The Hazards of Asbestos in Concrete and Cement

The Hazards of Asbestos in Concrete and Cement

From the early 1900s through the mid-1980s, asbestos was a staple in many building materials as an accessible, readily available, and cheap material to add reinforcement, insulation, and fire resistance.

After the health risks linked to asbestos became known, various asbestos-containing materials were banned, but not asbestos concrete, considered low risk to the public and allowed in manufacturing and new construction. The risk of asbestos exposure is low when asbestos-containing construction products are undisturbed, but any damage can release toxic fibers into the immediate environment. It is the case of old concrete and goods made of asbestos-containing cement. Asbestos dust poses a high health threat to construction industry workers when proper precautions aren't taken.
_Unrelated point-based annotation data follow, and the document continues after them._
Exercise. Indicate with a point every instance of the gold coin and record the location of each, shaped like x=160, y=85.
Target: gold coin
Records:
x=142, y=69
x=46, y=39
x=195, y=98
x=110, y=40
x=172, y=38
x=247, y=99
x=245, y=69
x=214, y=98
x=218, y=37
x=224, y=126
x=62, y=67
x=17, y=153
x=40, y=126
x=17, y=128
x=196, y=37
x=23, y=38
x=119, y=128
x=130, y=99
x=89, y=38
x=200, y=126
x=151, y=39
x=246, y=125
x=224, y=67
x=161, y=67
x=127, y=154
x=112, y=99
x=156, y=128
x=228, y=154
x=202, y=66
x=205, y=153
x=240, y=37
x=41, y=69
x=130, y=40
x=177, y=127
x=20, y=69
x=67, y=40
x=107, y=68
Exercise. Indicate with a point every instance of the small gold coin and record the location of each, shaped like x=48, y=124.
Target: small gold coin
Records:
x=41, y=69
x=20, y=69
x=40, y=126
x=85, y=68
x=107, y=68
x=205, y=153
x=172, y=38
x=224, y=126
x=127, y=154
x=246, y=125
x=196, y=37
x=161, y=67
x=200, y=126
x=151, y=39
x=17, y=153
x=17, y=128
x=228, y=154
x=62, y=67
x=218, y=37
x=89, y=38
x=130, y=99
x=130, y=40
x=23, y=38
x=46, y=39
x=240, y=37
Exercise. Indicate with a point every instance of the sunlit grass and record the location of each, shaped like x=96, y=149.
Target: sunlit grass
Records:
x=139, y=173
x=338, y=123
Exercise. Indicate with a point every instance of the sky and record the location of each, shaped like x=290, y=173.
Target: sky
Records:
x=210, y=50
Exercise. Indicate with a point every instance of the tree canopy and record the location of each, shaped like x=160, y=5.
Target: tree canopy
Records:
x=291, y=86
Benefits and Risks of Asbestos in Concrete

Reinforcing concrete with the mineral's fibers added to its durability. It is a common practice with apparent benefits in the construction industry: it increases structural integrity. Generally, fiber reinforcement is used to:

  • increase tensile strength
  • control cracking from drying shrinkage
  • lower the permeability of the concrete
  • reduce water seepage

Usually, asbestos concrete consists of a mixture made primarily with chrysotile asbestos, also known as white asbestos, often called good asbestos in the industry. However, the mix had smaller amounts of the more dangerous crocidolite or blue asbestos. Besides the general benefits of fiber reinforcement, asbestos brought a few additional advantages:

  • blends easily into concrete mixes
  • it made concrete workable
  • resists corrosion, leaving no corrosion stains on the surface
  • it has a low friction grade, making it attractive for cement piping
  • has a superior strength-for-weight ratio

The health risk of inhaling or ingesting airborne asbestos particles is the primary hazard of any asbestos product. In the past, construction workers and those in asbestos cement manufacturing bore the brunt of the health risks of asbestos concrete. Exposure through manufacturing is no longer an ongoing concern, but certain maneuvers that disturb asbestos concrete still represent exposure risk:

  • chipping
  • drilling
  • pressure-washing
  • demolition
  • sanding

Although asbestos makes concrete and other products more durable, they will eventually deteriorate due to wear and tear. With about a 70-year lifespan, many asbestos cement products are beginning to deteriorate today. Anyone exposed to eroding or crumbling cement that was installed before the mid-1980s could be at risk, but the most at-risk occupations are:

  • boilermakers
  • bricklayers
  • carpenters
  • cement factory workers
  • construction workers
  • demolition workers
  • flooring installers
  • foundation installers
  • masons
  • military veterans
  • pipefitters
  • plumbers
  • renovation contractors
  • roofers
  • shipyard workers
  • siding installers

The biggest issue with asbestos concrete is that it can only be identified with professional testing. Since asbestos fibers are microscopic and encased in a hardened mix, they can't be identified with the naked eye. If you suspect your worksite may have asbestos concrete, you must have it tested by an accredited professional.

Asbestos in Concrete Today

Nowadays, asbestos concrete rarely occurs in new construction. Today's vast majority of asbestos cement was set in the late 1980s or earlier. However, most of these products are starting to show signs of advanced surface erosion and deterioration. It is particularly concerning for old asbestos cement piping, which was common in :

  • sewage systems
  • drainage pipes
  • storm drainage systems.

Shingles and siding are also deteriorating due to normal weathering, so carefully monitoring for corrosion is necessary to prevent a public health threat. As wear and tear show signs in asbestos products in the coming decades, projects to rip out and replace old asbestos cement will remain ongoing and carry health risks for the workforce.

Why Should I Test Products in My Home for Asbestos?

It is often impossible to tell whether asbestos is embedded in a material, as the fibers are too small to be observed with the naked eye. Exposure to asbestos is responsible for serious respiratory conditions, so thorough testing is required to ensure your home is asbestos-free.